Most “mysterious” CI failures stop being mysterious once you compare the runtime inputs, not just the code.
A small example of a debugging fixture
This pattern is simple, but it helps me gather evidence without cluttering test logic:
import { test } from '@playwright/test';
test.beforeEach(async ({ page }) => {
page.on(‘console’, msg => console.log([console:${msg.type()}] ${msg.text()}));
page.on(‘pageerror’, err => console.log([pageerror] ${err.message}));
page.on(‘requestfailed’, req => console.log([requestfailed] ${req.url()} ${req.failure()?.errorText}));
});
I keep this in a shared debugging helper and enable it only for failing specs or CI reruns. That keeps normal runs quiet while preserving enough observability when things break.
Knowing when the bug is in the app, not the test
One of the hardest parts of browser test debugging is admitting that the test may be revealing a product bug, not a test bug.
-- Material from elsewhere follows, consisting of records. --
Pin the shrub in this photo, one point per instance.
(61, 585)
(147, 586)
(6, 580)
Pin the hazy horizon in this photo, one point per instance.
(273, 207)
The clues are usually in the combination of artifacts:
- trace shows the interaction happened correctly
- console shows a frontend exception or hydration problem
- request timing shows the data arrived late or failed
- assertion fails because the UI never completed the intended state
At that point, rewriting the test is the wrong fix. The test is doing its job by catching a real issue.
This is why I prefer to document the failure path clearly before changing anything. It helps separate test fragility from application instability.
What I change after I understand the failure
Once I know the root cause, I choose the smallest reliable fix.
Possible outcomes:
- improve locator quality
- wait on the correct state instead of a guessed delay
- fix test data seeding or cleanup
- isolate shared state between tests
- adjust CI browser configuration or viewport to match intended coverage
- fix an app race condition or rendering issue
- replace a brittle assertion with a more meaningful one
If the issue is a genuine race in the application, I fix the application. If the issue is a test that assumes an instant transition, I fix the test. If the issue is environment drift, I fix the environment and lock it down.
A simple mental model for future failures
I have found it useful to think about CI-only browser failures in three layers:
- What the browser did, captured by trace
- What the app said, captured by console logs
- What the network did, captured by request timing
If all three agree, the root cause is usually obvious. If they disagree, that disagreement is often the clue.
For example:
- trace says the click happened, console says an exception occurred, network says the API returned 500, the app bug is likely real
- trace says the element never became actionable, console is clean, network is slow, the problem is probably timing or loading state
- trace says the navigation happened, console shows an auth error, network shows redirect loops, the issue is likely environment or session setup
That is the practical value of combining these signals, they give you a reproducible explanation instead of a vague flake.
Final thoughts
The best way I know to reproduce CI-only browser failures with Playwright is to stop treating them like random flakes and start treating them like evidence collection problems. Traces show the sequence, console logs show runtime health, and network timing shows whether the app was actually ready when the test moved forward.
If you build a habit of preserving those artifacts on failure, you will spend less time guessing, less time adding brittle waits, and more time fixing the real issue, whether that issue lives in the test, the app, or the CI environment.
For teams doing serious browser test debugging, this workflow also improves code review quality. It makes failure discussions concrete. Instead of debating whether a test is flaky, you can point to the exact request, console error, or DOM transition that caused the test to fail.
That is the difference between reacting to CI and actually understanding it.